The poem was first published in the book Athibai phaen thi phra nakhon si autthaya (อธิบายแผนที่พระนครศรีอยุธยา) by Phraya Boranratchathanin (Note: พระยาโบราณราชธานินทร์ (พร เดชะคุปต์), Governor General of Ayutthaya Monthon and Vice President of the Royal Institute of Thailand at that time). The book was posthumously presented to Rama VI in 1926.

These stanzas exemplify the apocalyptic nature of the poem, and closely reflect the klon verseform of the original:

Monks and laity will be distressed,
    Horrors manifest themselves, prevail,
Frenzied slaughter, wars on an awful scale,
    As people flail and fall, a surfeit crowd.

Waterways now waterless turn into dusty roads.
    Abodes of kings don jungle for their shroud.
Carnivores and lions remain uncowed
    Nought else allowed to conquer death's poor plight.
— Long Song Prophecy for Ayutthaya translated by Cushman

There are various hypotheses about the poem's origin; it is usually assumed to have been composed during the Ayutthaya Period. However, many academics remain unsure of the authorship, even though the poem ends with the statement that "The prediction about the Kingdom by Somdet Phra Narai, King of Nopburi, ends here."

Prince Damrong Rachanuphap, father of the Thai history, explained in "Athibai phaen thi phra nakhon si autthaya" that:

...Pursuant to the footnote of the "Thai Prophecy Verse" stating that it was the composition of Somdet Phra Narai. There are reasonable suspicions that the poem was composed in Ayutthaya Period according to the Testimony of the Fall of Ayutthaya. However, there are no evidences to ensure that they were the composition of Somdet Phra Narai. It is quite strange that the poem was frequently mentioned and chanted by the people since Ayutthaya Period until this Period of Rattanakosin. The poem was normally known as "Phleng yao phuttha thamnai" (เพลงยาวพุทธทำนาย)...

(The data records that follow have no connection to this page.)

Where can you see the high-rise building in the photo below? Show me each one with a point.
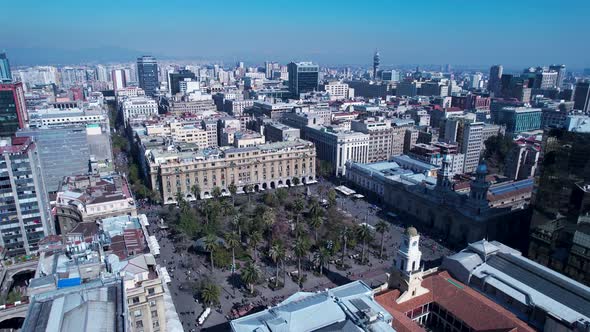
(582, 96)
(147, 73)
(176, 78)
(494, 82)
(376, 62)
(560, 69)
(5, 74)
(13, 110)
(119, 80)
(24, 204)
(303, 77)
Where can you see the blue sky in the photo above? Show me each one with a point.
(514, 33)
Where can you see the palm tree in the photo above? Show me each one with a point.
(315, 223)
(300, 248)
(216, 192)
(250, 275)
(233, 190)
(237, 221)
(298, 206)
(210, 294)
(232, 241)
(322, 258)
(268, 218)
(196, 190)
(248, 189)
(255, 239)
(211, 245)
(277, 254)
(344, 234)
(363, 233)
(332, 197)
(382, 227)
(295, 181)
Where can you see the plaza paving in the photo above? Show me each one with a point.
(186, 267)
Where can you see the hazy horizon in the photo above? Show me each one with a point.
(525, 33)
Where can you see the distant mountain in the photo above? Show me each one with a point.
(56, 56)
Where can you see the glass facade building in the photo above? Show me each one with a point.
(12, 109)
(147, 73)
(303, 78)
(63, 151)
(5, 74)
(24, 208)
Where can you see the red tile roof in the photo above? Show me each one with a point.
(466, 304)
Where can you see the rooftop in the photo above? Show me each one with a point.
(350, 307)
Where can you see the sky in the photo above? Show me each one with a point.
(518, 33)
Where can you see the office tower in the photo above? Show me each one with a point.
(24, 203)
(5, 74)
(376, 61)
(582, 96)
(560, 69)
(147, 73)
(13, 110)
(119, 80)
(476, 80)
(303, 78)
(180, 76)
(494, 83)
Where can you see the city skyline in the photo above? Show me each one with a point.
(408, 33)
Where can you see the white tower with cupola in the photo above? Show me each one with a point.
(407, 268)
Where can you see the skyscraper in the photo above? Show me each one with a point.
(376, 62)
(13, 111)
(560, 69)
(494, 83)
(303, 77)
(147, 73)
(119, 80)
(5, 74)
(582, 96)
(24, 204)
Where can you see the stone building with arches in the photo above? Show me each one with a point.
(194, 174)
(497, 211)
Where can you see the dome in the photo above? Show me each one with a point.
(411, 231)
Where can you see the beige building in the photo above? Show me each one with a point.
(144, 293)
(271, 165)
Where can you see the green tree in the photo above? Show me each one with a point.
(282, 194)
(298, 207)
(196, 190)
(210, 294)
(300, 248)
(295, 182)
(363, 233)
(269, 218)
(250, 275)
(344, 235)
(248, 190)
(216, 192)
(332, 197)
(382, 227)
(277, 254)
(232, 241)
(315, 223)
(254, 241)
(233, 190)
(211, 245)
(322, 258)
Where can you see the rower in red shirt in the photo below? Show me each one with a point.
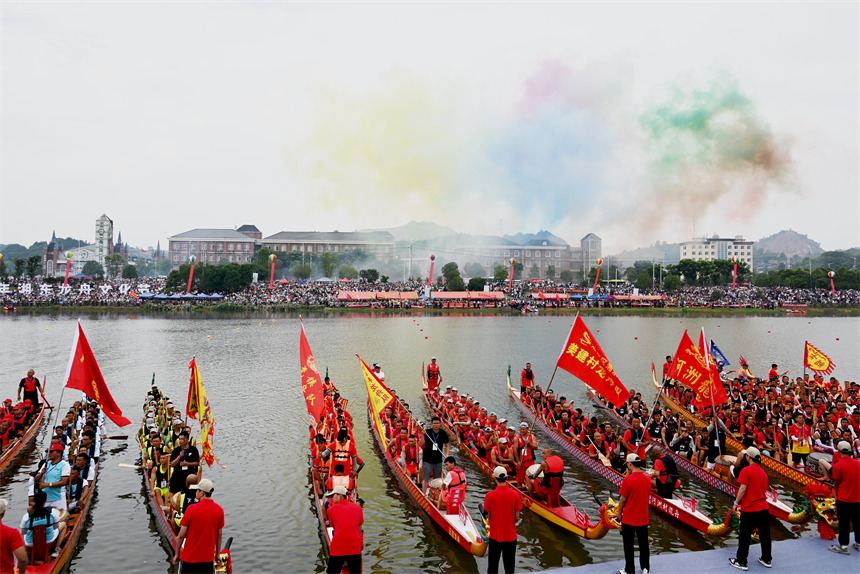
(346, 519)
(503, 505)
(846, 479)
(752, 500)
(633, 510)
(434, 377)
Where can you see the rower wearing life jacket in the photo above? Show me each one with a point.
(454, 480)
(552, 468)
(525, 443)
(343, 451)
(666, 480)
(433, 375)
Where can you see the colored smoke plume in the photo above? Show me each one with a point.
(706, 146)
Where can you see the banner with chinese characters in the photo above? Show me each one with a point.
(817, 361)
(380, 397)
(311, 384)
(583, 358)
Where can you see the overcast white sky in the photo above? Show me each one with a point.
(171, 116)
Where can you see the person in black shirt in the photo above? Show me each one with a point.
(432, 442)
(184, 459)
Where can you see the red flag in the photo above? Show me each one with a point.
(83, 374)
(817, 361)
(583, 358)
(691, 368)
(311, 383)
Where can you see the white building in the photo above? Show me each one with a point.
(716, 247)
(104, 238)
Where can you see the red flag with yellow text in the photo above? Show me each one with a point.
(817, 361)
(83, 374)
(583, 358)
(311, 384)
(198, 404)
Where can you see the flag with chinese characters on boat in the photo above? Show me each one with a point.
(817, 361)
(311, 384)
(198, 405)
(83, 374)
(698, 373)
(583, 358)
(379, 395)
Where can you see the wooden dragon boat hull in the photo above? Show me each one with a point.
(467, 534)
(676, 507)
(162, 523)
(566, 516)
(735, 446)
(10, 456)
(776, 507)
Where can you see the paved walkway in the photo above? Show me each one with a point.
(798, 556)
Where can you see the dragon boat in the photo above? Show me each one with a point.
(676, 507)
(456, 522)
(562, 514)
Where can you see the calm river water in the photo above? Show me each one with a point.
(250, 366)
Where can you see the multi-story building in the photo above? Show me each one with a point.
(716, 247)
(591, 248)
(211, 246)
(379, 244)
(104, 238)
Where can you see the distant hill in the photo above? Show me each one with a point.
(790, 243)
(668, 252)
(417, 231)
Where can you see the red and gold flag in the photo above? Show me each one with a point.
(311, 384)
(83, 374)
(692, 369)
(817, 361)
(583, 358)
(198, 405)
(379, 395)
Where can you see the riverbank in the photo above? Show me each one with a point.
(231, 309)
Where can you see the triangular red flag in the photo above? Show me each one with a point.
(583, 358)
(83, 374)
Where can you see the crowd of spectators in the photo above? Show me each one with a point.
(127, 292)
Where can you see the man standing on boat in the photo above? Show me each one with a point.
(201, 529)
(633, 509)
(527, 378)
(846, 478)
(434, 377)
(754, 513)
(31, 387)
(345, 518)
(431, 444)
(504, 506)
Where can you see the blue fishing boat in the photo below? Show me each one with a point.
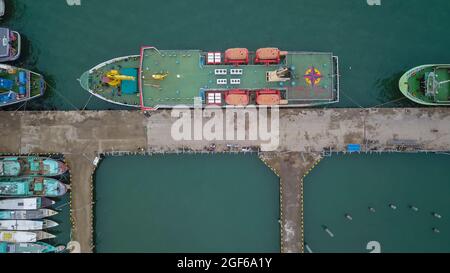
(19, 85)
(10, 45)
(25, 203)
(31, 166)
(37, 247)
(26, 214)
(32, 186)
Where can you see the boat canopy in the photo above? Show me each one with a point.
(9, 168)
(4, 43)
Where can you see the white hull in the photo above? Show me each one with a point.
(26, 225)
(21, 204)
(24, 237)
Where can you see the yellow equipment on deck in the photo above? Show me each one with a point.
(160, 77)
(115, 78)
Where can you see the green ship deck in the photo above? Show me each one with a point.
(427, 84)
(313, 79)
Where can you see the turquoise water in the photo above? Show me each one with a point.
(350, 184)
(376, 44)
(186, 203)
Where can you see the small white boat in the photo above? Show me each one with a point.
(2, 8)
(26, 225)
(26, 203)
(24, 236)
(27, 214)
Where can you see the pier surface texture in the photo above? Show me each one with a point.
(81, 136)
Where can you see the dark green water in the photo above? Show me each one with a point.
(186, 203)
(375, 43)
(353, 183)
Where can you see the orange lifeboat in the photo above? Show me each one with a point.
(237, 98)
(268, 97)
(237, 56)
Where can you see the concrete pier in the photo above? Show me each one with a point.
(81, 136)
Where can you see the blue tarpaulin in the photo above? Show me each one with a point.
(7, 97)
(6, 84)
(352, 148)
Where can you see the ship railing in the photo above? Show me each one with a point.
(337, 76)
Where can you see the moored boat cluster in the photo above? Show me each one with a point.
(27, 184)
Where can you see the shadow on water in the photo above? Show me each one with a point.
(14, 11)
(390, 94)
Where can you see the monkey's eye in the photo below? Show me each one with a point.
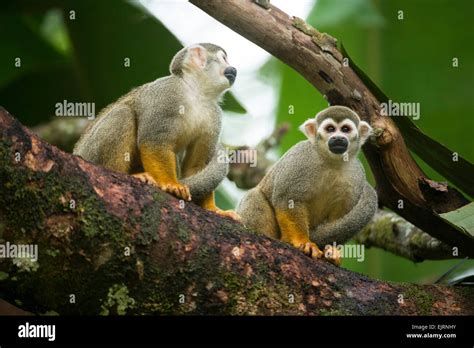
(346, 129)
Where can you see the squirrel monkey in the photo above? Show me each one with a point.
(166, 132)
(317, 193)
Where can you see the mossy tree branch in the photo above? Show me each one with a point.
(121, 246)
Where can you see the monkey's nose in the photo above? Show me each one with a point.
(338, 145)
(230, 73)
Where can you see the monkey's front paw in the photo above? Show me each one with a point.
(333, 255)
(228, 213)
(311, 249)
(176, 189)
(146, 178)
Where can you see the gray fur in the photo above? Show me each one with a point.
(181, 111)
(330, 196)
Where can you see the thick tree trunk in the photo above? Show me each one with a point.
(315, 56)
(86, 219)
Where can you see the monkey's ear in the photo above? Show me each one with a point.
(365, 130)
(196, 56)
(309, 128)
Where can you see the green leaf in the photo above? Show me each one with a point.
(232, 104)
(438, 156)
(462, 218)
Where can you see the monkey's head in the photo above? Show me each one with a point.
(337, 132)
(206, 64)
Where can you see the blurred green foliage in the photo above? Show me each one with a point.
(79, 51)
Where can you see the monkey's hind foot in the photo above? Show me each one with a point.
(311, 249)
(176, 189)
(228, 213)
(333, 255)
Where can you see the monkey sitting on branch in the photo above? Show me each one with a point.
(166, 132)
(317, 193)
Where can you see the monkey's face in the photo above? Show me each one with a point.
(219, 72)
(338, 137)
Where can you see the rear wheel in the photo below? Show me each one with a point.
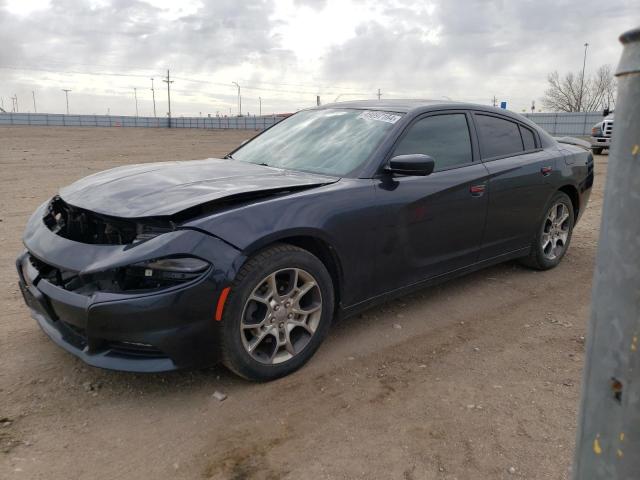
(277, 314)
(554, 234)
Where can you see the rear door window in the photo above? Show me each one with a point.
(498, 137)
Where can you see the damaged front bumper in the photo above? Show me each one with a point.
(149, 330)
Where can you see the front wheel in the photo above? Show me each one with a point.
(277, 314)
(554, 234)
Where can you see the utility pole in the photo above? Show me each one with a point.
(608, 438)
(239, 99)
(584, 63)
(168, 81)
(153, 94)
(66, 94)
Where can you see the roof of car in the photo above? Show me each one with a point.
(416, 106)
(409, 105)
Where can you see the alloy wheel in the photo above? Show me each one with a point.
(281, 316)
(555, 231)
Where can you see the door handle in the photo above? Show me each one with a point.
(478, 190)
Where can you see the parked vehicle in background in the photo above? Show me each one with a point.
(249, 259)
(601, 133)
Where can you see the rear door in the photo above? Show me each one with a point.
(519, 187)
(432, 225)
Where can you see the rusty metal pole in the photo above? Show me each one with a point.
(608, 439)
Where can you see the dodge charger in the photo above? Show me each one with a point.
(248, 259)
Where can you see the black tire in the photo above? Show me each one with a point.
(539, 258)
(235, 355)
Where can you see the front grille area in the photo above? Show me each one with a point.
(66, 279)
(134, 349)
(84, 226)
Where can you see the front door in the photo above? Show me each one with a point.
(431, 225)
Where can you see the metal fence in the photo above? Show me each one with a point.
(61, 120)
(555, 123)
(576, 123)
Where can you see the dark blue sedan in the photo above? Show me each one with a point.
(248, 259)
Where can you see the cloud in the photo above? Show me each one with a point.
(315, 4)
(471, 49)
(135, 34)
(287, 51)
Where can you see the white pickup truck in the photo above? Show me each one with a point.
(601, 134)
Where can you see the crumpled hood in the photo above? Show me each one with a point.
(166, 188)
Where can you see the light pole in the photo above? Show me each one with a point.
(239, 99)
(584, 63)
(66, 94)
(153, 94)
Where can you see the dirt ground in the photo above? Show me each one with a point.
(478, 378)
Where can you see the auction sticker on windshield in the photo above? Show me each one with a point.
(380, 116)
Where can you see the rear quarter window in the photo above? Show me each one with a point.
(527, 138)
(498, 137)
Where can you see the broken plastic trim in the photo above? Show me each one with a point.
(84, 226)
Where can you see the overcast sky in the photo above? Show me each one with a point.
(289, 51)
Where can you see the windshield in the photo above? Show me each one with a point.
(331, 141)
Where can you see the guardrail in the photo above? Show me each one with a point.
(578, 123)
(62, 120)
(566, 123)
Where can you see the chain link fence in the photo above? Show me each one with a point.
(579, 123)
(61, 120)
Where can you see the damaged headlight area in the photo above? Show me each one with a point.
(84, 226)
(163, 272)
(150, 275)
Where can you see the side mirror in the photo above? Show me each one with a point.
(414, 164)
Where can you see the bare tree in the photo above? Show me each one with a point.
(563, 94)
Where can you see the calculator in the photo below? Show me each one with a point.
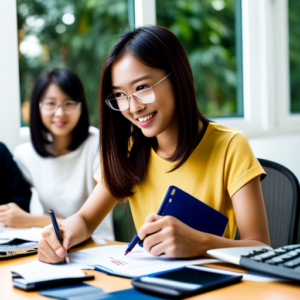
(17, 247)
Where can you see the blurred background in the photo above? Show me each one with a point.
(78, 34)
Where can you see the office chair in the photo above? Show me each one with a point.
(281, 193)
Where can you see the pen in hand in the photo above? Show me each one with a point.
(133, 242)
(56, 229)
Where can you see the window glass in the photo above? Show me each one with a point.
(294, 44)
(76, 34)
(210, 32)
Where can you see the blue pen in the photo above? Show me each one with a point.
(133, 242)
(56, 229)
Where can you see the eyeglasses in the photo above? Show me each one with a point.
(145, 96)
(50, 106)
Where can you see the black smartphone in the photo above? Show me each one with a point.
(183, 282)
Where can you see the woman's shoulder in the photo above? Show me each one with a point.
(93, 137)
(24, 150)
(224, 130)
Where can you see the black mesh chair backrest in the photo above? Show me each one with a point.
(281, 196)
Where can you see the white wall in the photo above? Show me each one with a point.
(283, 149)
(9, 80)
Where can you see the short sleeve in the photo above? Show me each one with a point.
(241, 165)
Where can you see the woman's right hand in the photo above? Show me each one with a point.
(50, 249)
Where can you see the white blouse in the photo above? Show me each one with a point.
(64, 183)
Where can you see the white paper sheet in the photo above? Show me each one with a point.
(38, 271)
(138, 262)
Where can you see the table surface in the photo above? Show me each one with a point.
(244, 290)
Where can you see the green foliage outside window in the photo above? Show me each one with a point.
(78, 34)
(207, 31)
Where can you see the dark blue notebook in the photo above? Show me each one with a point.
(192, 212)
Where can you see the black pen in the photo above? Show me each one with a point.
(56, 229)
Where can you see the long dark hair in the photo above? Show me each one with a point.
(124, 149)
(71, 85)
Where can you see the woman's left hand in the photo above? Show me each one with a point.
(13, 216)
(168, 235)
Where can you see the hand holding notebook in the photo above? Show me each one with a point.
(189, 211)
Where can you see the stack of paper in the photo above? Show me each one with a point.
(36, 274)
(111, 260)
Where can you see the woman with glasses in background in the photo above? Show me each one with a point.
(63, 154)
(152, 135)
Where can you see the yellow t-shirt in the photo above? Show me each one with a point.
(220, 165)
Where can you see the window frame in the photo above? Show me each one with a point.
(266, 87)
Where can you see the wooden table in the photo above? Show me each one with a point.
(244, 290)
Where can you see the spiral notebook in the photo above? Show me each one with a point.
(192, 211)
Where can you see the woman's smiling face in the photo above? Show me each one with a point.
(130, 76)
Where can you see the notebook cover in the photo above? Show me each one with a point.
(192, 212)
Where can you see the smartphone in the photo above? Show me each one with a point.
(183, 282)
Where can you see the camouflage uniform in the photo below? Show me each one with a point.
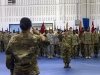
(6, 37)
(82, 45)
(66, 49)
(75, 42)
(21, 54)
(57, 45)
(50, 50)
(95, 39)
(87, 36)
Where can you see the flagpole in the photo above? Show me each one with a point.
(64, 12)
(86, 8)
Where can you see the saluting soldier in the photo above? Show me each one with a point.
(95, 39)
(22, 49)
(75, 42)
(6, 39)
(57, 43)
(66, 49)
(87, 37)
(50, 50)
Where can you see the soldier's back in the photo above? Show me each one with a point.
(23, 47)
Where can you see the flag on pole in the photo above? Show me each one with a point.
(92, 29)
(42, 28)
(67, 26)
(80, 28)
(54, 25)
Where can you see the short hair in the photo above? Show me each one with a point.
(25, 23)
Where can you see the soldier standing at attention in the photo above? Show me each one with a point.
(6, 37)
(57, 43)
(66, 49)
(81, 43)
(50, 50)
(87, 36)
(70, 32)
(75, 42)
(21, 51)
(95, 39)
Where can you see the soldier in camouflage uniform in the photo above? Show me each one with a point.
(46, 48)
(75, 42)
(50, 50)
(66, 49)
(87, 39)
(22, 49)
(57, 43)
(6, 38)
(81, 45)
(70, 32)
(95, 39)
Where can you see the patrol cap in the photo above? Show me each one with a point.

It is asserted in Kham hai kan chao krung kao (Note: คำให้การชาวกรุงเก่า) that the poem was composed by King Sanphet VIII (Note: สมเด็จพระสรรเพชญที่ ๘; reigned 1703–1708). Academics often supported this, and suspected that the poem was composed with the royal purpose to use as political psychology. King Sanphet the Eighth might have used the poem to erode public faith and trust that the government could maintain the national security. In present periods, Thai rulers also use this poetic work for political purposes.

Furthermore, it could be surmised that the composer of the poem was a person highly educated in astrology, poetry and psychology, as well as of high rank (including, even, kingship), since producing an unfavorable work like this could be dangerous for a commoner.